Это при том, что месяцем ранее (протокол № 10 от 10 мая 1986 года) Израэль в секретной записке докладывал оперативной группе Политбюро: «Территории с уровнем радиации более 5 мР/час <…> признаны опасными для проживания населения. <…> На территории с уровнем радиации менее 5 мР/час требуется введение жесткого контроля за радиоактивностью продуктов питания, особенно молока». Интересно сравнить это с еще одним секретным документом – «Докладом начальника химических войск министерства обороны СССР В. Пикалова на совещании в ЦК КПСС от 15 июня 1987 года». В нем, в частности, отмечено: «…в „рыжем“ лесу за счет повалки и консервации леса (засыпки песком) уровни радиации снижены с 5 Р/ч до 7, 5 мР/ч, что превышает допустимые значения в 15 раз». То есть беременных женщин и детей практически реэвакуировали в своеобразный «рыжий» лес!

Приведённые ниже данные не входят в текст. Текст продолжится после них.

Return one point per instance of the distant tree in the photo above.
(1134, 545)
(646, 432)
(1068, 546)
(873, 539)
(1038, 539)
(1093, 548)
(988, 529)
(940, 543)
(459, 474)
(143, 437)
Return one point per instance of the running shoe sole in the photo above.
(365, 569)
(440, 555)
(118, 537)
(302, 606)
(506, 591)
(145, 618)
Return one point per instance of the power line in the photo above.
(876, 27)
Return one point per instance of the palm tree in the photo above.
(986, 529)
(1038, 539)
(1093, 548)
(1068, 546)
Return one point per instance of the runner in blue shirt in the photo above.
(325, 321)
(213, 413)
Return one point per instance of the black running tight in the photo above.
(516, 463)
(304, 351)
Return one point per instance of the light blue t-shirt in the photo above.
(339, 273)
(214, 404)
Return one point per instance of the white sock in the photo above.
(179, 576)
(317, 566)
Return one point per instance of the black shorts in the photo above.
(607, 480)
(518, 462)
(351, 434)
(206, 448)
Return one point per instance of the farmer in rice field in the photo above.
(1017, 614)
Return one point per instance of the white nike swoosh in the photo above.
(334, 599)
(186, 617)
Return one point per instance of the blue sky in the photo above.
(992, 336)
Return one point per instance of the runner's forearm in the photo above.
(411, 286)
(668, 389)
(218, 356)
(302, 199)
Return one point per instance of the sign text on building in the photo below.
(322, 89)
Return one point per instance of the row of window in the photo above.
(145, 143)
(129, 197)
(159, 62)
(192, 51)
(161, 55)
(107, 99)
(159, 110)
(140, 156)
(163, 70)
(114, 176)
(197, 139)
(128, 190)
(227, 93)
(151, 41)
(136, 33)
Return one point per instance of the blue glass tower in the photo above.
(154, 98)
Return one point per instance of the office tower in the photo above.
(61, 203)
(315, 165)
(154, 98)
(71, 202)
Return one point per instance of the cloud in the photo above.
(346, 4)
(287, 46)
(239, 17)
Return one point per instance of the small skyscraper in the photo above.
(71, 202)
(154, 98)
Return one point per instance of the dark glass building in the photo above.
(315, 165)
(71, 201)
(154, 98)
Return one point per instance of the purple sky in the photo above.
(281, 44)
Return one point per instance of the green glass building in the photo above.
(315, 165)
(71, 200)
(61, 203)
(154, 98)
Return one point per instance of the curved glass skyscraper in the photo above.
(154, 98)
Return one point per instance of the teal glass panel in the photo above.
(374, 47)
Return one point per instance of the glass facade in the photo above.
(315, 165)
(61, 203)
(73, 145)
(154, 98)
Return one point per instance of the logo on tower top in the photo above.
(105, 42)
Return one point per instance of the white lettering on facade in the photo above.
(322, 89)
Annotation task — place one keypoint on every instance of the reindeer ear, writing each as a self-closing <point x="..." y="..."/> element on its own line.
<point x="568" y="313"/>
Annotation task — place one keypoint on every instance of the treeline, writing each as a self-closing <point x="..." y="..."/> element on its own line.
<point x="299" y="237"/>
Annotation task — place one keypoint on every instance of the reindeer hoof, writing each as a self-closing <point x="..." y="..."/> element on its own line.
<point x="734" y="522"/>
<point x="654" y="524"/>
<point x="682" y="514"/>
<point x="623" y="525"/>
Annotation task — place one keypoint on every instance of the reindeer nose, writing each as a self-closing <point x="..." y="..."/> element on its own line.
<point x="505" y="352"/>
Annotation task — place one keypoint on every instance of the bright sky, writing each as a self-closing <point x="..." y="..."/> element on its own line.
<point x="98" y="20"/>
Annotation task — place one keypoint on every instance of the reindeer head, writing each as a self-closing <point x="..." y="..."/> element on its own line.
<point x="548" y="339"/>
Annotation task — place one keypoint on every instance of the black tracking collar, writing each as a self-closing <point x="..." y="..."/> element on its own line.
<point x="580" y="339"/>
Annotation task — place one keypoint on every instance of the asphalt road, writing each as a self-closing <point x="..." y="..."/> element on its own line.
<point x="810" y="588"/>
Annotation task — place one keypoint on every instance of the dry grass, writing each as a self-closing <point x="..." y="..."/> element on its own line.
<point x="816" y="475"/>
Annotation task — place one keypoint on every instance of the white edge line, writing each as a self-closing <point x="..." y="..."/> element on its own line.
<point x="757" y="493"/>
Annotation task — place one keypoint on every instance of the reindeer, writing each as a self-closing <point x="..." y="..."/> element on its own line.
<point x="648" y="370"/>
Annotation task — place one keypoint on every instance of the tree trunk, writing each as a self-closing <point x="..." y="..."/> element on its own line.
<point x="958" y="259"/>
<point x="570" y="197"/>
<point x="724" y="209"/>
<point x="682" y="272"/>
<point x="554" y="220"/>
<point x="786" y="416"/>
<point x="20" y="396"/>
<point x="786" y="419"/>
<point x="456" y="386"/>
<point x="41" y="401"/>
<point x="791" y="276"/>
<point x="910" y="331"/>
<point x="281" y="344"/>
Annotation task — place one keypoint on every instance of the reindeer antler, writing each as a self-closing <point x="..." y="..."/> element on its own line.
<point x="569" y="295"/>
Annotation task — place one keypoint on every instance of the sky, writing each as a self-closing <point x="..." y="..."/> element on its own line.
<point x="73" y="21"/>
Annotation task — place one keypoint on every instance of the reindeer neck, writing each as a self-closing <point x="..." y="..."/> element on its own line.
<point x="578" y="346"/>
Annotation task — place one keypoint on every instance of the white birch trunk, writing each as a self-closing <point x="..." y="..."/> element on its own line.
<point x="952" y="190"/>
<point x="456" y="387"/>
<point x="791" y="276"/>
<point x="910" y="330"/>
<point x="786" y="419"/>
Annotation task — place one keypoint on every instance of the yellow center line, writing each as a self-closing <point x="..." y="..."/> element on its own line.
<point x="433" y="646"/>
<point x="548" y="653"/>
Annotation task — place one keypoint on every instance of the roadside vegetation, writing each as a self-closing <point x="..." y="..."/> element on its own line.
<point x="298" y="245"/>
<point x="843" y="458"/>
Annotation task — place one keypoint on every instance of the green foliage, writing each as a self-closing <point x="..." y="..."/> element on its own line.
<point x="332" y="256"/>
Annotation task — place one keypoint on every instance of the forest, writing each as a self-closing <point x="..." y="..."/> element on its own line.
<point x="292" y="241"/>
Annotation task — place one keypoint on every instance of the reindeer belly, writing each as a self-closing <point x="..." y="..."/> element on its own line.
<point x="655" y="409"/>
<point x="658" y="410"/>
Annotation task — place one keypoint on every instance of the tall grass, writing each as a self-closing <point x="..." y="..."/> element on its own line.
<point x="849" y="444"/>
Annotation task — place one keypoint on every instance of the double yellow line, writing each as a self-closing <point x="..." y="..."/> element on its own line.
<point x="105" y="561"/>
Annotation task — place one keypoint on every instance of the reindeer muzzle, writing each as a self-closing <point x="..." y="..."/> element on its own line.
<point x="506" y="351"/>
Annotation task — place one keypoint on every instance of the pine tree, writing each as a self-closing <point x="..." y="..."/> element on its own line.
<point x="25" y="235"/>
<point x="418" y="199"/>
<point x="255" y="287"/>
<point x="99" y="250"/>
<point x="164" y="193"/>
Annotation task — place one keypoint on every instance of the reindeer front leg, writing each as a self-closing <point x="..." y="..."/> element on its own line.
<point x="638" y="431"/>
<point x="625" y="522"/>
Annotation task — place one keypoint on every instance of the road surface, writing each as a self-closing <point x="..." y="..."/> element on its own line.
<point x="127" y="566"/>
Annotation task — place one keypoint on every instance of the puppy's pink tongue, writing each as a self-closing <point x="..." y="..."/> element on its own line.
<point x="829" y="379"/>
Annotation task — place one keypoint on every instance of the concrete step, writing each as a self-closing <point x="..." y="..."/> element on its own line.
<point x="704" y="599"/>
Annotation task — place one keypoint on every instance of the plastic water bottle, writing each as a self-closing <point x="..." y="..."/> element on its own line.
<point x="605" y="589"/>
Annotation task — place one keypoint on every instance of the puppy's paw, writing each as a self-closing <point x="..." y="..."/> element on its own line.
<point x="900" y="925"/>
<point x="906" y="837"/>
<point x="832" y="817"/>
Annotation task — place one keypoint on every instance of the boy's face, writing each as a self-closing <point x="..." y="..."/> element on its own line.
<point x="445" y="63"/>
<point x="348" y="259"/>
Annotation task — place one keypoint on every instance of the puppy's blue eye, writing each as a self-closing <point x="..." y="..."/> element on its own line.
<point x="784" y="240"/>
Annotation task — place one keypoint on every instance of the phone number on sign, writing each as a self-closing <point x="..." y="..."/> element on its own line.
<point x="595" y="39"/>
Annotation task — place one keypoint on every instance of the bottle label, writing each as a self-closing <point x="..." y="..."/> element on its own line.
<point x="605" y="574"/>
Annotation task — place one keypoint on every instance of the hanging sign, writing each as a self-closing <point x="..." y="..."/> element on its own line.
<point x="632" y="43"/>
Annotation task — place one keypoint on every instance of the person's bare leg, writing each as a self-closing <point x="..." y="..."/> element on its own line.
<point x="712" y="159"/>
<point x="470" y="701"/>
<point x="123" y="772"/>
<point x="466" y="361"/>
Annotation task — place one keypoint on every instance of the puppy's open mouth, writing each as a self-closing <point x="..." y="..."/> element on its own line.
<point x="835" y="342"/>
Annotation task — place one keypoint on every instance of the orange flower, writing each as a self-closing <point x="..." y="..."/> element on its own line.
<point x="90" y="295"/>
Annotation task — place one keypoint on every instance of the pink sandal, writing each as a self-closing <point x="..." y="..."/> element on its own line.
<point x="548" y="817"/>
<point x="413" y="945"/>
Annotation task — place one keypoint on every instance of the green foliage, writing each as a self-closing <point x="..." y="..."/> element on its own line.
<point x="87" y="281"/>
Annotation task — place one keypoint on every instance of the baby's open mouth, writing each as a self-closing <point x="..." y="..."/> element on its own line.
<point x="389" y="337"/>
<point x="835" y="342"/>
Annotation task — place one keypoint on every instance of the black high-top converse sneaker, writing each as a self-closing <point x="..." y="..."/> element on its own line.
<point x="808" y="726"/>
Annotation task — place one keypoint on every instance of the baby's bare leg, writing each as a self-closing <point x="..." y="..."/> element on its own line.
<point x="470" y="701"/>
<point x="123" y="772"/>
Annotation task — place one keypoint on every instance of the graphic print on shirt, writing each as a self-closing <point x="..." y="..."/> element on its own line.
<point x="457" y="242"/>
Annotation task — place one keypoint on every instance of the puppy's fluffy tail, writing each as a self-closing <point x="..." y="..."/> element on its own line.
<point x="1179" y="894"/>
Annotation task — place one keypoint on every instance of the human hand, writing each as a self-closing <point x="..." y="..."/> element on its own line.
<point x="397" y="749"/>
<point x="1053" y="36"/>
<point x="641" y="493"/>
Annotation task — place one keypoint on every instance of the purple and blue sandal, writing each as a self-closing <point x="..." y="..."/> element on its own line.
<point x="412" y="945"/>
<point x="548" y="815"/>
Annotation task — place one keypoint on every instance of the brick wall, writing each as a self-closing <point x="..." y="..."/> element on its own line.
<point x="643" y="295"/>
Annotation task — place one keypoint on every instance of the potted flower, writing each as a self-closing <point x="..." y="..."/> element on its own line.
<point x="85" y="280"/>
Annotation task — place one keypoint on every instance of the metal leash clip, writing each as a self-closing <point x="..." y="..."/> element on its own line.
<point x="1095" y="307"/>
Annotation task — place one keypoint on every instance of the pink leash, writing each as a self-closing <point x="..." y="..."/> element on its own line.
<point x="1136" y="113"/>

«Секретно. П. 10. Совершенно секретно. Протокол № 35 <…> 17 октября 1986 года. <…> Экз. № 1. Заключение о возможности реэвакуации населения 47 населенных пунктов Киевской и Гомельской областей, входящих в определенную ранее 30-километровую зону…» И приложение – перечень 26 деревень, в которых «радиационная обстановка соответствует утвержденным для реэвакуации населения критериям (плотность загрязнения цезием-137 менее 15 ки/кв. км, стронцием – 90 – менее 3 ки/кв. км плутонием 239 и 240 – менее 0,1 ки/кв. км, суммарная доза облучения населения за первый год после реэвакуации менее 10 бэр)».
И ни у одного не дрогнула рука – росчерком пера загнали обратно в ядерное гетто, в «черную зону» и беременных, и детей!
Спустя почти двадцать лет после катастрофы, разбирая свой чернобыльский архив, в котором накопилось немало различных материалов, я наткнулась на прямо-таки сенсационный документ, имеющий прямое отношение к секретным кремлевским протоколам, еще раз подтверждающий глобальность лжи и преступность власти. За годы после катастрофы в Чернобыле я «раскопала», прочитала и напечатала десятки килограммов закрытых официальных документов, но ничего подобного до сих пор не встречала. Речь идет о конкретных и реальных дозах, полученных людьми в первые месяцы после катастрофы на ЧАЭС.